Niko reached under the bar and pulled a stool to the kitchen side so he could sit and face me. “That’s true. There are too many, but I’m surprised you thought of the consequences to that extent.” He pointed a fork at the bagged Big Bad Wolves surrounding me. “Especially as she sent you a personal message.” He looked down at his uncovered plate and gave a curious sniff. Niko was only human—“only” meaning “the most dangerous human alive,” a human who had, per a mouthy puck, lived a thousand lives, all of them as warriors, one of them as Achilles himself. And wasn’t that strange? Niko was not only reincarnated from Achilles, but he was also descended from him. He was descended from himself. It made my head hurt thinking about it.

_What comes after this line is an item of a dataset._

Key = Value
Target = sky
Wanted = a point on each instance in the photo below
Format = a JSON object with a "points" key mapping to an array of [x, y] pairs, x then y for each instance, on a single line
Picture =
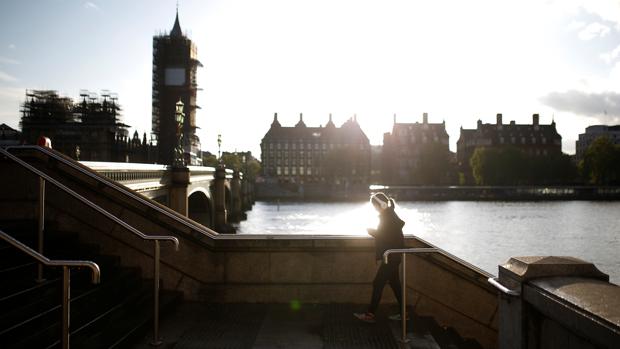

The result was worth it, though. My brother was a born fighting machine. But that didn’t matter when it came to casseroles. Although Niko had somehow carried lifetimes of fighting, experience compounded into one of the more lethal and deadly men around in this particular existence, his nose was still a plain human nose. Larger than average, yeah, but that didn’t mean it worked any better.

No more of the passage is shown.